Handling Boundaries: Off-Board Moves Contribute Zero
The boundary condition in this problem is unusually clean: moves that go off the board simply do not happen in the DP table. When propagating probability from (r, c), check if (r+dr, c+dc) satisfies 0 ≤ nr < n and 0 ≤ nc < n. If not, skip that direction — no probability is added anywhere. The probability that went "off the board" is not redistributed; it is simply lost, which correctly models the knight leaving play.
There is no need for sentinel values, padding, or extra rows and columns. The bounds check replaces any special-case handling. This contrasts with problems like Minimum Path Sum where boundary cells have fewer valid predecessors and need explicit initialization. In Knight Probability, every cell always has exactly 8 candidate moves — some subset of which are valid based on position — and the bounds check handles all cases uniformly.
One subtle point: the probability at off-board positions is implicitly zero and never stored. The sum of all on-board probabilities after k steps equals the answer directly, with no subtraction from 1 needed. If you instead think of "1 minus probability of going off board," you would need to track cumulative off-board mass, which is more error-prone. The direct on-board summation is both simpler and numerically more stable.
- 1Define DIRS = [(1,2),(1,-2),(-1,2),(-1,-2),(2,1),(2,-1),(-2,1),(-2,-1)]
- 2For each (dr, dc) in DIRS:
- 3 nr, nc = r + dr, c + dc
- 4 If 0 <= nr < n and 0 <= nc < n: curr[nr][nc] += prev[r][c] / 8
- 5 Else: skip (probability is lost, knight went off board)

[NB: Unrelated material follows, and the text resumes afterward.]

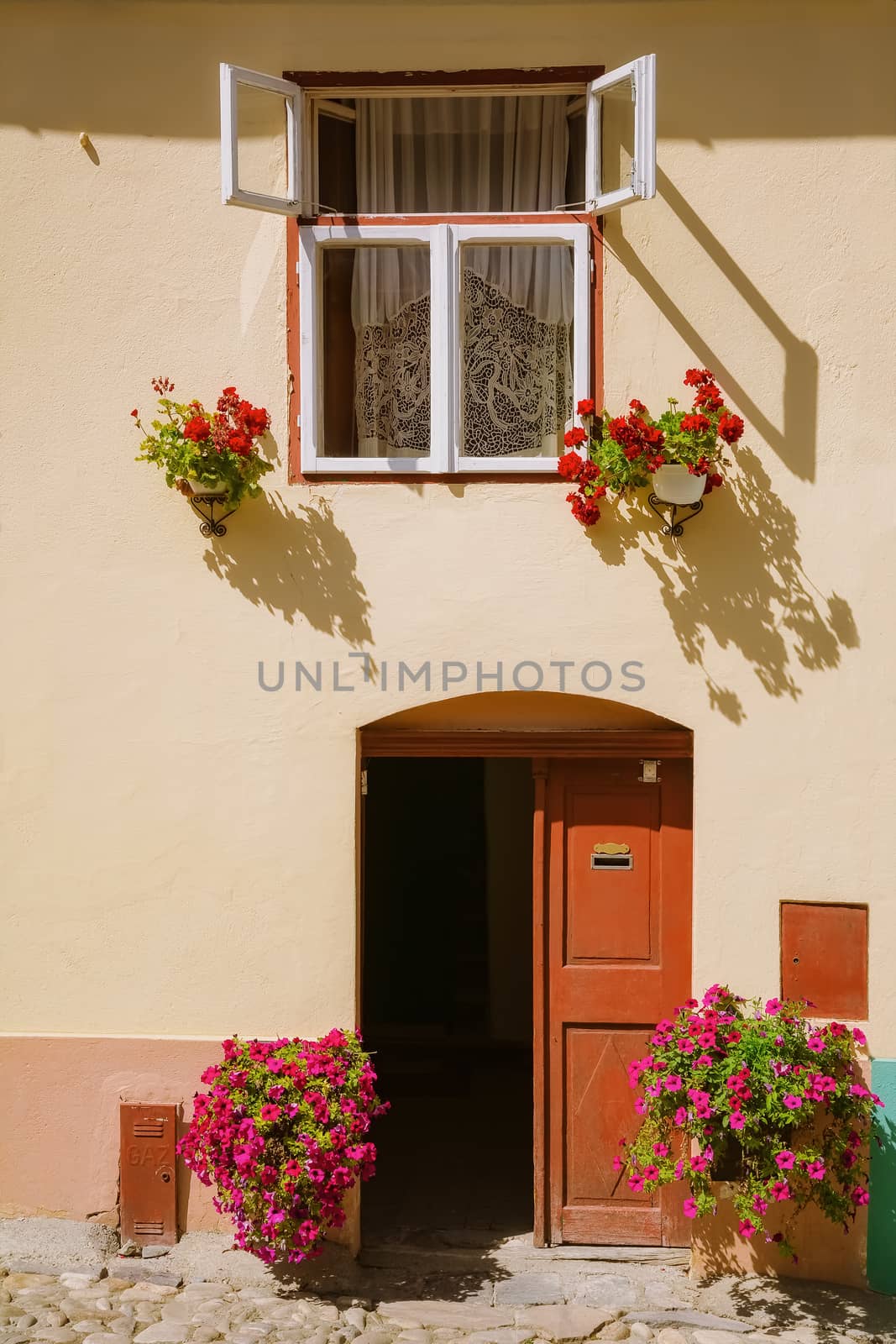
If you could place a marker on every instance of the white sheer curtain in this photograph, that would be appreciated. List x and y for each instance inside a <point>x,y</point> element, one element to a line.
<point>445,156</point>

Code Walkthrough — Python and Java
Python (space-optimized): dirs = [(1,2),(1,-2),(-1,2),(-1,-2),(2,1),(2,-1),(-2,1),(-2,-1)]; prev = [[0.0]*n for _ in range(n)]; prev[row][col] = 1.0; for _ in range(k): curr = [[0.0]*n for _ in range(n)]; [curr[r+dr][c+dc].__add__(prev[r][c]/8) or setattr ... ]. In clean form: iterate all (r,c), all dirs, bounds-check, add prev[r][c]/8 to curr[r+dr][c+dc]. After k steps, return sum(sum(row) for row in prev). Time O(k·n²), space O(n²).
Java (space-optimized): double[][] prev = new double[n][n]; prev[row][col] = 1.0; int[][] dirs = {{1,2},{1,-2},{-1,2},{-1,-2},{2,1},{2,-1},{-2,1},{-2,-1}}; for (int s = 0; s < k; s++) { double[][] curr = new double[n][n]; for (int r=0; r<n; r++) for (int c=0; c<n; c++) if (prev[r][c] > 0) for (int[] d : dirs) { int nr=r+d[0], nc=c+d[1]; if (nr>=0&&nr<n&&nc>=0&&nc<n) curr[nr][nc] += prev[r][c]/8.0; } prev = curr; } double ans=0; for (double[] row:prev) for (double v:row) ans+=v; return ans;
Both implementations skip cells where prev[r][c] == 0 for a minor practical speedup (though asymptotic complexity is unchanged). The final answer is the sum of all values in the last prev array. Note that Java uses double (64-bit) arithmetic throughout — using float (32-bit) introduces rounding errors that accumulate over 100 steps and may cause wrong answers on judges that check to 5 decimal places.
Use double, Not float
Floating-point precision matters here. With k up to 100 moves and probability values divided by 8 at each step, accumulated rounding error in 32-bit float can push the answer outside the 1e-5 tolerance most judges use. Always use double (Java) or Python's native float (which is 64-bit). Avoid numpy float32 for the same reason.